Relative Value At Risk By State

After I posted the summary data on owner occupied mortgages yesterday, including the latest estimated probability of 30-day default, I was asked if I could estimate the relative value-at-risk by state represented by these numbers, with a focus on WA.

Hi Martin, It looks as if WA is in some serious trouble. Do you know if the big banks are very exposed there? Thanks

In today’s post I will try to answer this question. Bear in mind that there is more than $1 trillion owing on owner occupied residential mortgages. We can apply the estimated PD30 (30 Day Default Probability) values to each mortgage pool and so estimate the value of loans at risk by state.

The charts below displays the output from the analysis. Each state is shown separately, together with its relative share of outstanding owner occupied mortgages by value – as a percentage of the total. But we also show the value – in billions – of loans at potential default risk and their relative distribution.

For example, in NSW, whilst around 30% of all households who have a mortgage live there, the total value of those mortgages is worth around $467 billion, which is 44% of the total national OO mortgage pool. From our modelling, $6.5 billion are at PD30 risk, which is 39% of the risk value pool.

But now compare this with WA. Around 12% of all households who have a mortgage live there. The total value of these mortgages is worth around $133 billion, which is also 12% of the total mortgage pool.  But from our modelling, $3.3 billion are at PD30 risk, which is 20% of the risk value pool.

This highlights the relative higher risks in the WA mortgage portfolio, which is why lenders are being more cautious.  Not all lenders are equally exposed, indeed some are targeting NSW and VIC, but WA is clearly a problem area in terms of risk assessment and management.

Any changes to the lending standards or capital rules needs to take account of the different characteristics in the various local markets.  Lenders need to calibrate their risk models accordingly.
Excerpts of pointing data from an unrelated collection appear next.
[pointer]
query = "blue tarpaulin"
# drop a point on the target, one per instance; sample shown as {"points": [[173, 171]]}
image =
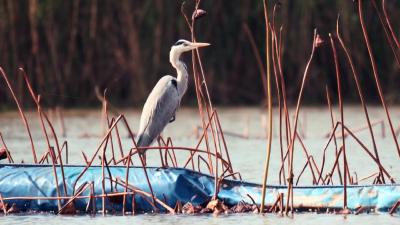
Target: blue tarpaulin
{"points": [[17, 182]]}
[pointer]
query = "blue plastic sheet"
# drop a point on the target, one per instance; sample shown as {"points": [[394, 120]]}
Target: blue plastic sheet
{"points": [[171, 185]]}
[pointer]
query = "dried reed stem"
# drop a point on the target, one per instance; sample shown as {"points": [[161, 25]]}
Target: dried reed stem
{"points": [[338, 81], [291, 146], [267, 160], [360, 93], [21, 112]]}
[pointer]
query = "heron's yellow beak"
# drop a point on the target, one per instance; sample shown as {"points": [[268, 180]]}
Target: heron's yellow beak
{"points": [[199, 44]]}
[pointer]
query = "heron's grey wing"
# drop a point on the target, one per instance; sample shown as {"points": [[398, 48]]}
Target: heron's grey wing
{"points": [[159, 108]]}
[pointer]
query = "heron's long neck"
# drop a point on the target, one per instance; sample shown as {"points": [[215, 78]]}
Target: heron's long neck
{"points": [[182, 74]]}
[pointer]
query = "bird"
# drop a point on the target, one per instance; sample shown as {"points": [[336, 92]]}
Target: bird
{"points": [[163, 101]]}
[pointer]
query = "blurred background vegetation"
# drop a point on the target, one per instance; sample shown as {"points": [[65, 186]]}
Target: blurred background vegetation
{"points": [[71, 48]]}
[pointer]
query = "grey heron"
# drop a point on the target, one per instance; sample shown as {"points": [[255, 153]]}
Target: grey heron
{"points": [[163, 101]]}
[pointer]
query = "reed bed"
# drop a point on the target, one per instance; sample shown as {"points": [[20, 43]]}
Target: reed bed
{"points": [[211, 151]]}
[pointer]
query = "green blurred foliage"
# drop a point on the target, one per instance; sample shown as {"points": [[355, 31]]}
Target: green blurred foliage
{"points": [[71, 48]]}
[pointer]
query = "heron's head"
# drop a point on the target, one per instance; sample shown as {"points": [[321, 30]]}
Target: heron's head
{"points": [[182, 46]]}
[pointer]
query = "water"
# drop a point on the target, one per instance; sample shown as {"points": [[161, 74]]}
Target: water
{"points": [[84, 132]]}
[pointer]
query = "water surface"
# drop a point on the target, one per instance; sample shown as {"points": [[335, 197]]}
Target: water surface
{"points": [[84, 131]]}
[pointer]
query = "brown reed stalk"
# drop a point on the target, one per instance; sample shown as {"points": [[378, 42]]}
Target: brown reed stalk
{"points": [[169, 142], [141, 156], [338, 81], [362, 146], [10, 159], [126, 184], [3, 205], [21, 112], [267, 160], [197, 81], [293, 137], [41, 114], [328, 99], [52, 156], [376, 75], [359, 90], [276, 75]]}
Mortgaged Households, Vital Statistics

We have pulled out the latest data on residential mortgaged households, incorporating the latest mortgage increases and market valuations. So today we run over the top-level vital statistics.

To explain, our market model replicates the industry, across all lenders banks and non-banks and looks beyond the performance of just the securitised mortgage pools (as some of the ratings agencies report). It is looking from a “household in” perspective, not a “lender out” point of view.
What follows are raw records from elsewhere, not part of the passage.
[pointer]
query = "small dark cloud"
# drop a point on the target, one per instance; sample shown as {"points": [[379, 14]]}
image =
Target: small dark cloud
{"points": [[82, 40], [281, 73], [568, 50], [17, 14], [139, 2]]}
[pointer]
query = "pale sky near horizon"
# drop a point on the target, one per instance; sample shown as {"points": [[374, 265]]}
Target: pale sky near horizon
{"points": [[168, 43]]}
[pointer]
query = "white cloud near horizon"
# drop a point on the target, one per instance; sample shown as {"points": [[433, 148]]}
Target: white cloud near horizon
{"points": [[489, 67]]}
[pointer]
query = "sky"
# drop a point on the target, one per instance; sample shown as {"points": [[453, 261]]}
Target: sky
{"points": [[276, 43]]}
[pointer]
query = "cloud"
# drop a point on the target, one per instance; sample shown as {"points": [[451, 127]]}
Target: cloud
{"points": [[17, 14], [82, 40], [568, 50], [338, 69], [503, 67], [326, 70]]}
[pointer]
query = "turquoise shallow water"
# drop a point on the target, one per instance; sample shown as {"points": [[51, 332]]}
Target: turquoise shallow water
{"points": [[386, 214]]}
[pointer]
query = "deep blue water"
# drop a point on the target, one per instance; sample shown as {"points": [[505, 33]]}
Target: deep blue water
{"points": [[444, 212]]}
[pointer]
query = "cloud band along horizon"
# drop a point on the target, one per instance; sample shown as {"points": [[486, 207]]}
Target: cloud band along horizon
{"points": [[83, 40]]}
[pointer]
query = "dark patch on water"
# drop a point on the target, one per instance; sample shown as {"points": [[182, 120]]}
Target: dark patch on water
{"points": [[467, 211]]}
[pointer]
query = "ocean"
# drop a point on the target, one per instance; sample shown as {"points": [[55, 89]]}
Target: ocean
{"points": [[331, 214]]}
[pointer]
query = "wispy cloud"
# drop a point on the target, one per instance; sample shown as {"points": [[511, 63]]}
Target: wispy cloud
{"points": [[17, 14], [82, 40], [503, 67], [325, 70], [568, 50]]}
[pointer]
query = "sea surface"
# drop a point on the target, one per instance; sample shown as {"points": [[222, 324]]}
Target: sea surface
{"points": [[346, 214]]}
To start, we look at the average home price, and average mortgage outstanding across the states, plotted against the relative number of households borrowing.  NSW has the largest values, and thus mortgages, on average. But note that WA runs ahead of VIC though in the west prices are falling.

Next we look at average loan to value (LVR) marking the market value to market, and the latest loan outstanding data. NSW has the highest LVR on average, at ~75%. We also plot the average loan to income (LTI) and again NSW has the highest – at more than 6x income.

Then we look at debt servicing ratios, where again NSW leads the way on average at more than 23% of income, even at these low rates. VIC and WA are a little lower but still extended. Finally, we look at estimated probability of 30-day default, projecting forward to take account of expected economic conditions, interest rates and employment. WA has the highest score, followed by SA. NSW is a little lower, thanks to relatively buoyant economic conditions. That could all change quite quickly, and as highlighted the high leverage in NSW suggests that risks could become more elevated here.

We will update the market model again next month, and track movements across the states. Be warned, averages of course tell us something, but the relative spreads across segments and locations are more important. But that, as they say, is another story!